If in exceptional cases there are strong head symptoms as delirium, high fever and red hot skin, thirst, throbbing carotids and sweat on covered parts while uncovered parts remain hot and dry, the patient moaning and twitching in sleep, all worse at 3 P.M. or A.M., and Aconite does not modify these high grade inflammatory symptoms, Belladonna will often do it or so modify them that Bryonia, Mercurius, Rhus or Sulphur will again come in to take the case along when the stage of effusion is established in spite of the above treatment, or we are not called in time to prevent it, and the process of absorption is delayed if the patient shows signs of increasing prostration to an alarming degree.

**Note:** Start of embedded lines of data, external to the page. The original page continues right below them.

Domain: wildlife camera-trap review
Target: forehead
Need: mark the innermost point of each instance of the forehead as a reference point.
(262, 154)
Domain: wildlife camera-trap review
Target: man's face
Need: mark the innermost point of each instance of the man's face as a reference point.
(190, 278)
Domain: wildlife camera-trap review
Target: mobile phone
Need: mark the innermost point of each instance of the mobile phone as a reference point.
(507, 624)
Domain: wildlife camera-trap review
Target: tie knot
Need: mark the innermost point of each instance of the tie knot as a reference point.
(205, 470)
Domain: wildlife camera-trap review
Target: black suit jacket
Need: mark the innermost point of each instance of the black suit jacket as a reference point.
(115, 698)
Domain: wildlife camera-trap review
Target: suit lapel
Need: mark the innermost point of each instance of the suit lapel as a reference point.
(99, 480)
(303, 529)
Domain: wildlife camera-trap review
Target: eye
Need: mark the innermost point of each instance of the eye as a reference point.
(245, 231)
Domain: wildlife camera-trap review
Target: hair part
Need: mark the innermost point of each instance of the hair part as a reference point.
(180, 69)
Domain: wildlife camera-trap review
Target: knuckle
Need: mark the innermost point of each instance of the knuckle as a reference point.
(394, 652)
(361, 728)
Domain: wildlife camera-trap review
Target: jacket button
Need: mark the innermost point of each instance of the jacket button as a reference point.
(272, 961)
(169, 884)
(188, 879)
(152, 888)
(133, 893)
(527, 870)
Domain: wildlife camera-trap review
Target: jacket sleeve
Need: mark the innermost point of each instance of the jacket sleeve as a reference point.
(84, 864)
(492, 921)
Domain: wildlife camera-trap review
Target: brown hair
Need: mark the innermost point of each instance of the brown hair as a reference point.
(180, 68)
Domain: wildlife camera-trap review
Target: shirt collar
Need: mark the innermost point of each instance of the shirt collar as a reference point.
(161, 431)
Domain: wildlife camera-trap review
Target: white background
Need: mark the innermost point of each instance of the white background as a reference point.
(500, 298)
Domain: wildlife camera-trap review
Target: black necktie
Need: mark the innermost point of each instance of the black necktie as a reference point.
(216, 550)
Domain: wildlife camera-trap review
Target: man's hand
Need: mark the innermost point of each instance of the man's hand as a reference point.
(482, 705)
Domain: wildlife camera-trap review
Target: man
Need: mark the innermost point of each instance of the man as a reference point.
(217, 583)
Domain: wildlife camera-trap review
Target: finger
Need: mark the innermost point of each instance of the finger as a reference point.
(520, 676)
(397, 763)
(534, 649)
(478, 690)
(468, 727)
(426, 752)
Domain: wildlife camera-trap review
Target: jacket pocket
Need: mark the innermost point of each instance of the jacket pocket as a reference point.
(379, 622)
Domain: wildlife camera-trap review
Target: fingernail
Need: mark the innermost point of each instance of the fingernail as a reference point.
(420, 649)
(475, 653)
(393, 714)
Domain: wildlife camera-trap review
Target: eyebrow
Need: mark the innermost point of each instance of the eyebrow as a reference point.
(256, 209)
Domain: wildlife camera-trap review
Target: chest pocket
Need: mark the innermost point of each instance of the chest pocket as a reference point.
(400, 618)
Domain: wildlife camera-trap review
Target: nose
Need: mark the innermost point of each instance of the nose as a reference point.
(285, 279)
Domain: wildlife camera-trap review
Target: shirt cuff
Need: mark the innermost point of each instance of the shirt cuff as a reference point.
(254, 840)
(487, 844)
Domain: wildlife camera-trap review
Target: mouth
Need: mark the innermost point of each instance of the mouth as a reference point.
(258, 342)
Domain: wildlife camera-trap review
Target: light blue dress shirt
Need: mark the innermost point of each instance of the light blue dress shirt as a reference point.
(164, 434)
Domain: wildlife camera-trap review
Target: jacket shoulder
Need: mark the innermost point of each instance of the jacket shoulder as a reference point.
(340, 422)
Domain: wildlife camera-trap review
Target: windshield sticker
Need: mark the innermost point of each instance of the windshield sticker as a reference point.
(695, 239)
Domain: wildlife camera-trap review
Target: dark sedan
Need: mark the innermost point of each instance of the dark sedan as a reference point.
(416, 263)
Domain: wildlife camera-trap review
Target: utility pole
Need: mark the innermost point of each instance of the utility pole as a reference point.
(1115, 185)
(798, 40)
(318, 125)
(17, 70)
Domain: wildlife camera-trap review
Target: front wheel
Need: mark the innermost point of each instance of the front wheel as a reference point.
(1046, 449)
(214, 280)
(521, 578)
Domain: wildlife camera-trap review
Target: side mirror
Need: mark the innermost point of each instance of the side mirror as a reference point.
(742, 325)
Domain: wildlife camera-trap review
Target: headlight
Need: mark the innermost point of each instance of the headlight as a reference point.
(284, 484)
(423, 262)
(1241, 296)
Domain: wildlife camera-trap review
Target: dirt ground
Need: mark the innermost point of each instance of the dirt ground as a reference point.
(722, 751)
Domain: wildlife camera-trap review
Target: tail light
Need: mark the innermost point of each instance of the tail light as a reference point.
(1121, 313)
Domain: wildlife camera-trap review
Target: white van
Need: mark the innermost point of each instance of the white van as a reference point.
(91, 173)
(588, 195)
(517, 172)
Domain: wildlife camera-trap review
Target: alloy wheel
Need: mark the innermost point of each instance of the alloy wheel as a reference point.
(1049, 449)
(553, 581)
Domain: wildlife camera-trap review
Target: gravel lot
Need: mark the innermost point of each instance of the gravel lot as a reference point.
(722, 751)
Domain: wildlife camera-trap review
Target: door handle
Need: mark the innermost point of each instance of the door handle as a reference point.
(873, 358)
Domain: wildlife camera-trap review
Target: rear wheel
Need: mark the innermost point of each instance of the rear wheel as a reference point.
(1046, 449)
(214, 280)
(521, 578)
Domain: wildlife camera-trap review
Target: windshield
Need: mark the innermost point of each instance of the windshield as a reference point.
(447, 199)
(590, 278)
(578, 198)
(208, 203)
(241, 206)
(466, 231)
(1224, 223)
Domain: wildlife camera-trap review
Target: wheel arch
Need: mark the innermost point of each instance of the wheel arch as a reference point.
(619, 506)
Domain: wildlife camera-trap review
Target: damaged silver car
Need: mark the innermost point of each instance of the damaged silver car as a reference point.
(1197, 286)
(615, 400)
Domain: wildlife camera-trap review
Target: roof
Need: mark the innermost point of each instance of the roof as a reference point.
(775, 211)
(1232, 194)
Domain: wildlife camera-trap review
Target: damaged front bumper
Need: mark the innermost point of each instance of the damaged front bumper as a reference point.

Belladonna has sometimes served me when in the first or inflammatory or spasmodic stage of croup Aconite failed.
There was a condition of as great heat, with a semi-stupor, twitching and jerking and delirium.
Belladonna is to be preferred in this stage, if the fever and heat is fully as great as that of the Aconite case, but the patient is more stupid, not so anguished, but jerks and twitches in sleep, is delirious, the eyes are very red, the face dark red and bloated, especially upper lip; the carotids throb and beat visibly, and instead of the universally hot, dry skin there is sweat on the covered parts; the blood seems to mount to the brain as well as the chest, and it is sometimes, especially in children, difficult to tell whether the brain or lung is the center of the trouble, from outward signs. The Belladonna case is more apt to run into that condition which is called typhoid pneumonia. Pneumonia.
Belladonna may follow Aconite, or be preferable at the first, if instead of the fearfulness and anxiety there should be just as high or even higher temperature, the skin seeming fairly to radiate heat, or impart a burning feeling to the hand that touches it; there is drowsiness with twitching; spasmodic or barking cough, pain in the larynx, dark red, turgid face, throbbing carotids; dilated or contracted pupils; sweat on covered parts ( Aconite dry), all the disease or vascular excitement tending to the head. Delirium is common with this remedy, and it is especially indicated if there is dry soreness of the throat. Laryngitis.
Belladonna will follow well either of the two in those cases where Aconite has quieted the great excitement, so far as the anxious restlessness is concerned, but the heat still continues, though there is a disposition to sweat on the covered parts. The disease presents more brain symptoms, such as red eyes, flushed face, throbbing carotids and delirium, and especially if the child starts and jumps in sleep. One of these three remedies will often either check the disease in its first stage or so modify it. Acute bronchitis.